Question(s) from the Census form
Is the person an Australian citizen?
How this variable is created
This variable is created from responses to the Australian citizen question. The responses are captured automatically from mark box responses so the risk of processing error is minimal. Respondents are asked to mark only one response. When respondents provide more than one, responses are accepted in the order they appeared on the form and the extra response is rejected.
History and changes
A question on national citizenship has been asked on every Census since 1911. However, prior to 1986 the specific question wording asked to specify country of citizenship or their 'nationality' rather than ask if they were an Australian citizen.

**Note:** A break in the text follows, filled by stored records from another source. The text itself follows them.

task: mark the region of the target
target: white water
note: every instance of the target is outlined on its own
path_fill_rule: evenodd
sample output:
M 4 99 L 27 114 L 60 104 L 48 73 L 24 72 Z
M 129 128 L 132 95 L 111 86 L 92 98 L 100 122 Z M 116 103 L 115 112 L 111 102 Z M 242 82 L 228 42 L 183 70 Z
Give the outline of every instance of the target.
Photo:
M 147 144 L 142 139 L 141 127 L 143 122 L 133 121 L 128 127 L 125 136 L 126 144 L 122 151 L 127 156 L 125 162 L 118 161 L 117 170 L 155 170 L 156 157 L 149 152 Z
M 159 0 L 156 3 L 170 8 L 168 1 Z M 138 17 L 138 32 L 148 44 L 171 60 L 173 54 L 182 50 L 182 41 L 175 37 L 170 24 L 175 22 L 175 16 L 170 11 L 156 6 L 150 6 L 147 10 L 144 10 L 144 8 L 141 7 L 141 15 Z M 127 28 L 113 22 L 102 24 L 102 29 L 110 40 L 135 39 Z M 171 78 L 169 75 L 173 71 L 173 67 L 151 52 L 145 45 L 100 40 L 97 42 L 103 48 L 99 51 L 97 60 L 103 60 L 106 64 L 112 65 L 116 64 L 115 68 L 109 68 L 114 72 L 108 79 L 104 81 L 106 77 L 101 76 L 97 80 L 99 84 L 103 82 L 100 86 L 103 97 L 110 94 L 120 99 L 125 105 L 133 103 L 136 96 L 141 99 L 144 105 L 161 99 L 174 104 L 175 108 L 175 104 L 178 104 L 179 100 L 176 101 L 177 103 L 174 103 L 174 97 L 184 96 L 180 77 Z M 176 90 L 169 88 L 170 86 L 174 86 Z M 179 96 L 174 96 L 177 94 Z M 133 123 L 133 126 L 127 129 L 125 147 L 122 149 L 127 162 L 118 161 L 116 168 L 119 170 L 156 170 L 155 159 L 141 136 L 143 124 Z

For 2021 the category labels have been updated:
- Category 1 has changed from 'Australian' to 'Australian citizen'
- Category 2 has changed from 'Not Australian' to 'Not an Australian citizen'
Data use considerations
Australian citizenship (CITP) data is useful when cross-classified with Country of birth of person (BPLP), Year of arrival in Australia (YARP) and Age (AGEP) data. When analysing Australian citizenship data cross-classified with Country of birth of person data, users may find that a small proportion of people have responded to the citizenship question as Australian citizen, but not a country of birth and vice versa.
The non-response rate for Australian citizenship (CITP) was 5.1% in 2021. This is a decrease from 6.9% in 2016.